Honda released a promotional video clip of its Civic Type R intro in Paris last week. If memory serves, I once heard the video's Euro-chillout sound bed at oxygen bar in Berlin, where, in between sips of a well-turned Batida Garincha, I pointed out to a Portuguese transfer student that we were indeed proving Kant's Theory of Judgment by not just hanging out in a basement listening to AC/DC. She disagreed, saying I was a shallow denyer in the metaphysics of aesthetical choices. Sheesh, Europeans.

Ha! On Wednesday, Christopher Knight of the Los Angeles Times invoked some classic works of fiction to add color to his coverage of the ongoing investigation of the J. Paul Getty Trust:

Like something out of a Jane Austen novel, California's attorney general on Monday named a chaperon to accompany the J. Paul Getty Trust for two fiscal years. The Getty, headstrong and wayward, apparently requires some adult supervision.

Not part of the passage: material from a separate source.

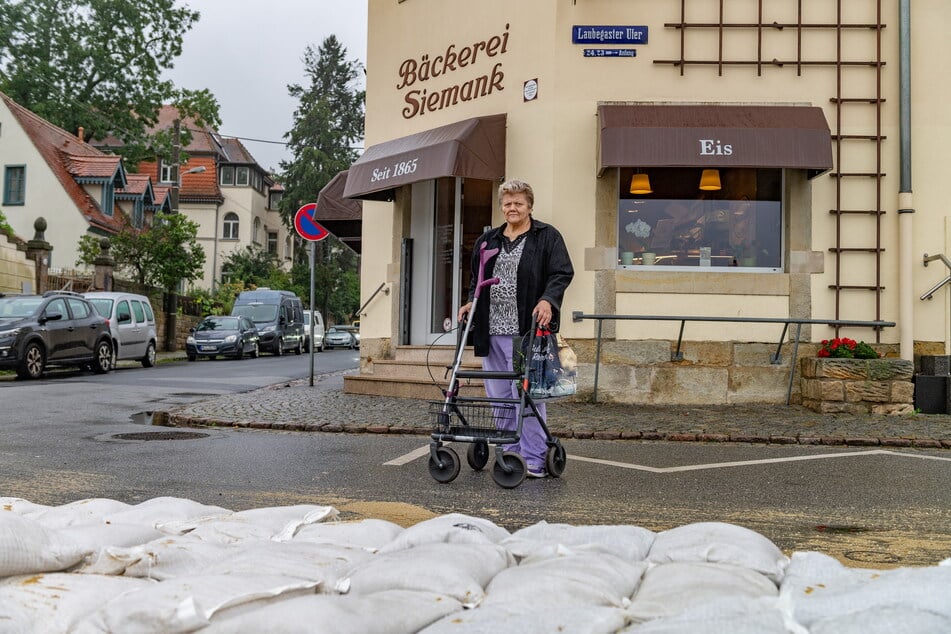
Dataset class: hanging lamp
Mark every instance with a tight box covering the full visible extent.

On Thursday, a Houston Chronicle story on the Christian rock band BarlowGirl invoked Austen, but perhaps with more justification:

Although their romantic hopes sound a bit like the plot of a Jane Austen novel, their hard-rocking music and contemplative ballads are in step with the contemporary world.

Now, here's a thinker whose name you don't see dropped too often in newspapers and magazines. In a dispatch from the Copley News Service published today, Lynn O'Shaughnessy got off this bizarre zinger:

The hedge fund kings of Greenwich, Conn., and other tony ZIP codes, however, are no more likely to turn a lead pipe into a gold bar than they were when Thomas Aquinas was preoccupied with his theological writings.

Hedge fund kings and Aquinas?! Wow. Hats off to O'Shaughnessy!